The young attorney could see the case unfolding on his supervisor’s face, almost as if he were watching film footage of the actual crime. And what Lily visualized in her mind was generally accurate. She had a gift, an ability to take all the minute and disconnected pieces and fit them together like a puzzle. Up until a few days ago, when the Ventura police had handed them the goods, most of the prosecutors and investigators in the Santa Barbara office had decided the crime had been the result of a random act and would never be solved. Lily’s conviction that Henry Middleton had poisoned his daughter had never wavered.

Lily fell deep in thought, her eyes trained on the floor. Suddenly she remembered something, jerking her head up. “You didn’t tell me what the hospital said this morning.”

“I told Mike Armstrong to call.”

Lily’s voice rose several octaves. “Did I tell you to have Armstrong check on Betsy’s condition?”

“No, but—”

“But, my ass,” she shouted. “What are we going to charge Middleton with?”

“Attempted murder, of course.” A few sheets of paper fluttered in Kingsley’s hands. “The complaint’s right here. You don’t have to go ballistic.”

Lily snatched the papers from him, then darted around the
corner.

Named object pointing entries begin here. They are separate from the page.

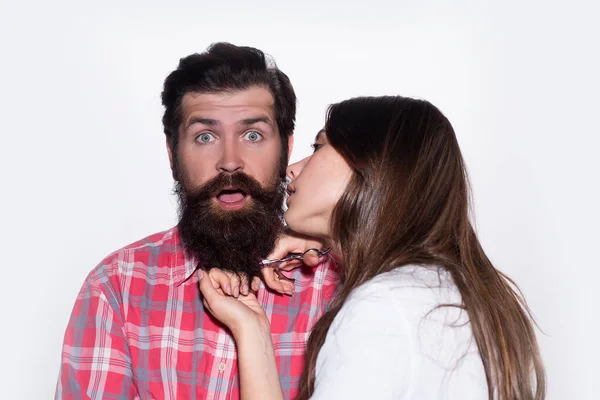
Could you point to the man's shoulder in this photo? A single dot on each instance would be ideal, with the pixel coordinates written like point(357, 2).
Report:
point(159, 250)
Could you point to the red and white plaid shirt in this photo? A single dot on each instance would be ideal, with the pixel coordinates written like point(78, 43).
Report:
point(139, 330)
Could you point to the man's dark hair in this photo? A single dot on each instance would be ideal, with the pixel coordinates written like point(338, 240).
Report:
point(224, 67)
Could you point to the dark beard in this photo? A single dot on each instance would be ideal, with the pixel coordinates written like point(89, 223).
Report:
point(232, 240)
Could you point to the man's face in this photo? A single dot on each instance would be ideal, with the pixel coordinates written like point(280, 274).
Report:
point(227, 133)
point(230, 178)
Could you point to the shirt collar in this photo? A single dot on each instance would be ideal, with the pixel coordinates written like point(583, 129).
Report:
point(184, 263)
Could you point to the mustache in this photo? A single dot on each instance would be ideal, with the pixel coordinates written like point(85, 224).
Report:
point(237, 180)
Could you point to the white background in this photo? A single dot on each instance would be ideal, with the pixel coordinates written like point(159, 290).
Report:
point(85, 171)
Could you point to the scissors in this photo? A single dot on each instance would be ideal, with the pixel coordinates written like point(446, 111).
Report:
point(290, 257)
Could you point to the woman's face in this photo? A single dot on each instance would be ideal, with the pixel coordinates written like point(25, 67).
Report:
point(317, 183)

She tried to reach Armstrong on her cell phone, but the investigator’s voice mail came on. Dropping down on a bench, she buried her head in her hands, asking herself why she had accepted another position as a prosecutor. Reviewing cases for the appellate court in Los Angeles might not have been as challenging, but the stress level was minimal. Since the events which had transpired in Ventura six years before, she had visited a shrink once a week. Therapy, however, was nothing more than a Band-Aid. Her sins were too serious to reveal to a priest, let alone a psychologist. Once she regained her composure, she returned to where Kingsley was waiting.

“You were right about that lawyer,” he said, staring down the hallway. “He disappeared, then came back looking good enough to go on national TV. I swear. He wasn’t gone longer than ten minutes max. He shaved, changed his clothes, combed his hair. The guy must carry everything he owns in that garment bag.”

“Doubtful,” Lily said, deciding to call the hospital herself. Each time she tried to punch in the numbers, though, her hands began shaking and she had to start over. How could she function when the only man she had ever loved was standing only a short distance away?